Kamis, 19 Januari 2012

Mangrove Adalah Bakau?

Kata-kata ini sering saya dengar jika ada yang menanyakan definisi mangrove. Sebenarnya, bakau merupakan nama sekelompok tumbuhan dari marga Rhizophora, famili Rhizophoraceae. Tumbuhan ini memiliki ciri-ciri yang menyolok berupa akar tunjang yang besar dan berkayu, pucuk yang tertutup daun penumpu yang meruncing, serta buah yang berkecambah serta berakar ketika masih di pohon (vivipar). Bakau berbeda dengan hutan bakau, dimana hutan bakau Steenis (1978) adalah vegetasi hutan yang tumbuh diantara garis pasang surut (Definisi ini terlalu luas bagi saya, karena hutan bakau tidak saja dibentuk oleh komunitas rhizopora spp saja, tapi juga marga Sonneratia dan Avicennia).

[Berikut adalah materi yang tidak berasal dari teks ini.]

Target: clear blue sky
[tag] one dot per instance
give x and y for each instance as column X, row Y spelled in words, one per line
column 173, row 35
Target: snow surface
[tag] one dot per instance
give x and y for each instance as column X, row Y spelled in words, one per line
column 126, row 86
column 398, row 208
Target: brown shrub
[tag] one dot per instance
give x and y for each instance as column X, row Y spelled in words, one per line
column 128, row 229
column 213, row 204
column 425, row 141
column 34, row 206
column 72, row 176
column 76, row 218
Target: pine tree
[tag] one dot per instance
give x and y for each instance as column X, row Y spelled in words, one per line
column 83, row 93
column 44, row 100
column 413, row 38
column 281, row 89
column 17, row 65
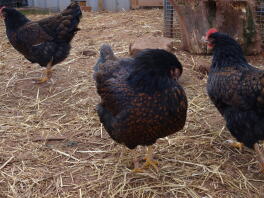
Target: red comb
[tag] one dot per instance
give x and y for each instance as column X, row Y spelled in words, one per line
column 211, row 31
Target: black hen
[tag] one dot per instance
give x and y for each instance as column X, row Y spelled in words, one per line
column 237, row 90
column 140, row 99
column 46, row 42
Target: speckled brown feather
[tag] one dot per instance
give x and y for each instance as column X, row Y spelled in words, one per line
column 44, row 40
column 237, row 90
column 137, row 118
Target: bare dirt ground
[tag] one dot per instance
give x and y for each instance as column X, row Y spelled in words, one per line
column 53, row 145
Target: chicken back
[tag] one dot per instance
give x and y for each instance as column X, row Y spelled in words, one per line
column 237, row 89
column 140, row 99
column 44, row 40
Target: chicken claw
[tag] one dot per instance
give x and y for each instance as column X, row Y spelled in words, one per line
column 152, row 163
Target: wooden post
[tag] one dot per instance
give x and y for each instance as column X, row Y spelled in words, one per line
column 234, row 17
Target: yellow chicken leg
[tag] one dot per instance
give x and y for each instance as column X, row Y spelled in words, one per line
column 136, row 169
column 149, row 159
column 237, row 145
column 48, row 74
column 260, row 157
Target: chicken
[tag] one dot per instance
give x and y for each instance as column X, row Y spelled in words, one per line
column 237, row 90
column 47, row 41
column 141, row 99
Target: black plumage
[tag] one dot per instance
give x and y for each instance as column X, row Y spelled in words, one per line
column 47, row 41
column 237, row 90
column 140, row 99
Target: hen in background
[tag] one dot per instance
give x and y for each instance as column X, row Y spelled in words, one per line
column 237, row 90
column 141, row 99
column 47, row 41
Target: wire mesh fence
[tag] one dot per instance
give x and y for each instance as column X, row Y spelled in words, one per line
column 172, row 29
column 260, row 17
column 171, row 25
column 13, row 3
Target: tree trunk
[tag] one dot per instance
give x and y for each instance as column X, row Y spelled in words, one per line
column 236, row 18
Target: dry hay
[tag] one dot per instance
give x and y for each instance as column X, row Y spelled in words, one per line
column 52, row 144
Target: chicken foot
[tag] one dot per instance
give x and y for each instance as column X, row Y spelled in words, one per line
column 149, row 159
column 48, row 73
column 260, row 157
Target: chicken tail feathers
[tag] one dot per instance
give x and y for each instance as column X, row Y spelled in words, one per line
column 70, row 19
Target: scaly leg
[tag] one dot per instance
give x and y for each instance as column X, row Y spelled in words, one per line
column 136, row 169
column 48, row 73
column 149, row 159
column 237, row 145
column 260, row 157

Bakau memiliki akar tunjang dengan tinggi total 4-30 m. Memiliki daun tunggal berhadapan, bunga berkelompok dalam payung bertangkai di ketiak. Daun mahkota putih berambut atau gundul agak kekuningan. Perbungaan terjadi sepanjang tahun. Buah berbentuk telur memanjang hingga mirip buah pir yang kecil, hijau coklat kotor. Hipokotil tumbuh memanjang, silindris, hijau, kasar, atau agak halus berbintil-bintil.

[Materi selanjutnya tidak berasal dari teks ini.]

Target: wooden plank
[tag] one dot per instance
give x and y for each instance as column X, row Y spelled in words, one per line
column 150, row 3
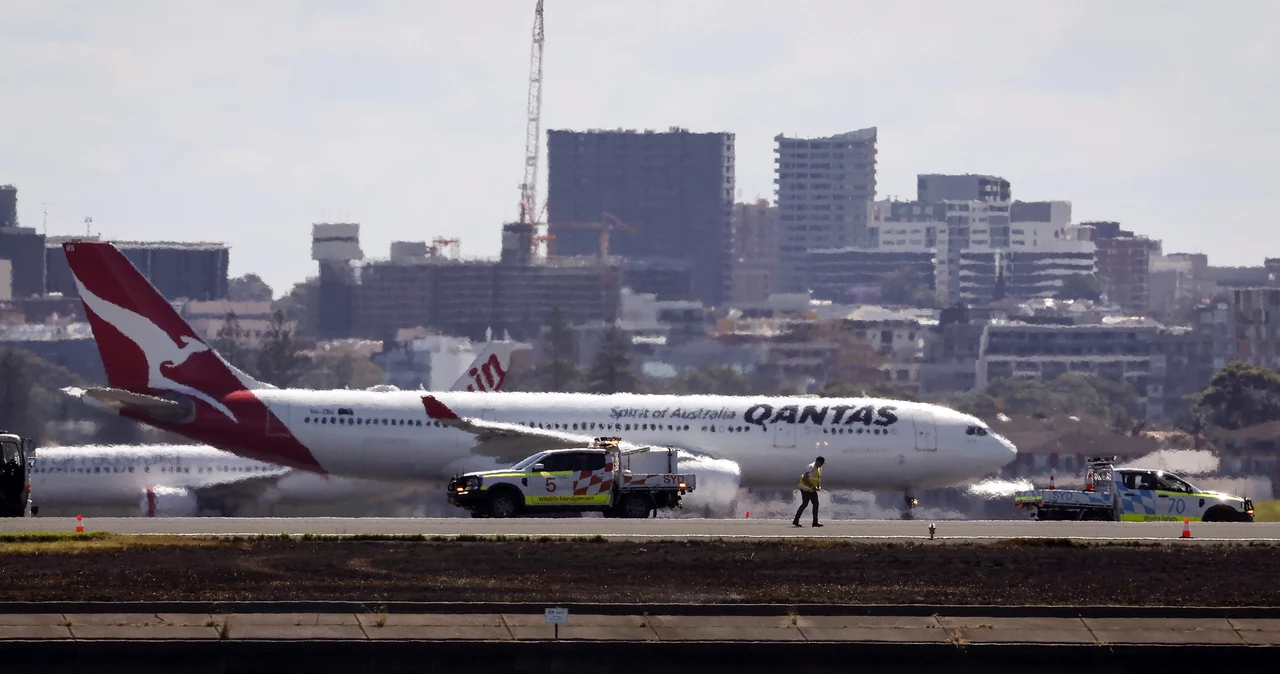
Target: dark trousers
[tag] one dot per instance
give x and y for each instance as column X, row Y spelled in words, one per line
column 809, row 496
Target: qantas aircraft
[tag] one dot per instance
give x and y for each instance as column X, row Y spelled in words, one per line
column 188, row 480
column 161, row 372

Tiga jenis bakau yang biasa dijumpai di hutan-hutan bakau di Indonesia diantaranya bakau minyak (Rhizopora apiculata), bakau kurap (Rhizopora mucronata), serta bakau kecil (Rhizopora stylosa).

Nah, Mangrove adalah jenis tumbuh-tumbuhan yang tumbuh di pantai atau goba-goba yang menyesuaikan diri pada keadaan asin. Mangrove tumbuh dengan sedimentasi yang diairi air tawar. Air payau tidak esensial, namun jika ada akan lebih baik pertumbuhannya. Habitat ini berhubungan antara kondisi air dan tumbuhan mangrove menggambarkan beberapa zona. Terbentang sepanjang tempat yang berair hingga menuju laut tetapi kadang-kadang tergantung dari gerakan ombak dari anak sungai yang ada di daerah tersebut.

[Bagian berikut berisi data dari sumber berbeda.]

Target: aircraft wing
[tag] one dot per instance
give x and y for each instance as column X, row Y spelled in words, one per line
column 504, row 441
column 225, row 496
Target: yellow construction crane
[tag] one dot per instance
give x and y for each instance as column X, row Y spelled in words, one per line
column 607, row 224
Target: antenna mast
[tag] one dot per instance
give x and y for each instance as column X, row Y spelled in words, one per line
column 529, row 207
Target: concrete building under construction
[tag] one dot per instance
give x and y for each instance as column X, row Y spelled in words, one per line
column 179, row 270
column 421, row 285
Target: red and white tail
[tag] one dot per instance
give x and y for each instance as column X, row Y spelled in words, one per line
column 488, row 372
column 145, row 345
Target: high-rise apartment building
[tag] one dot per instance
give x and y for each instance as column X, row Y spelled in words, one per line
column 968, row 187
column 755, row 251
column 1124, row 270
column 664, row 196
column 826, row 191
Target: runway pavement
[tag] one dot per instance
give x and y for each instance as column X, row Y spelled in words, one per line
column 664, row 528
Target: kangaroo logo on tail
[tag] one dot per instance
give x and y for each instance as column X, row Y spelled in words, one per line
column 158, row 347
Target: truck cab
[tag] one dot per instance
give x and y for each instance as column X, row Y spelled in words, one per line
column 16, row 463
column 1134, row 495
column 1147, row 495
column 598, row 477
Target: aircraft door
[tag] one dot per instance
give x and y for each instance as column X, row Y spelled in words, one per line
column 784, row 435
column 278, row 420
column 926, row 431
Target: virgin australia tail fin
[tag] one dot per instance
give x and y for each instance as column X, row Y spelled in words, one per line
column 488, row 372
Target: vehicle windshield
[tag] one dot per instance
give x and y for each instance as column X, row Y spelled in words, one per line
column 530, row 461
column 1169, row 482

Zonasi mangrove terbagi atas tiga komposisi utama (Tomlinson, 1984) yaitu:
Kelompok mayor
Komponen ini memperlihatkan karakteristik morfologi, seperti : sistem perakaran udara dan mekanisme fisiologis khusus untuk mengeluarkan garam agar dapat menyesuaikan diri dengan lingkungan mangrove. Komponennya adalah pemisahan taksonomi dari hubungan daratan dan hanya terjadi dihutan mangrove serta membentuk tegakan murni, tetapi tidak pernah meluas sampai kedalam komunitas daratan. Contohnya adalah Rhizopora (yang kita kenal dengan sebutan bakau), Avicennia, Rhizophora, Bruguiera, Ceriops, Kandelia, Sonneratia, Lumnitzera, Laguncularia dan Nypa
Kelompok minor (tumbuhan pantai)
Dalam kelompok ini tidak termasuk elemen yang mencolok dari tumbuh – tumbuhan yang mungkin terdapat disekitar habitatnya dan yang jarang berbentuk tegakan murni.
Kelompok asosiasi mangrove
Dalam komponen ini jarang ditemukan species yang tumbuh didalam komunitas mangrove yang sebenarnya dan kebanyakan sering ditemukan dalam tumbuh – tumbuhan darat. Contohnya Kandelia kandel dan Terminalia catappa.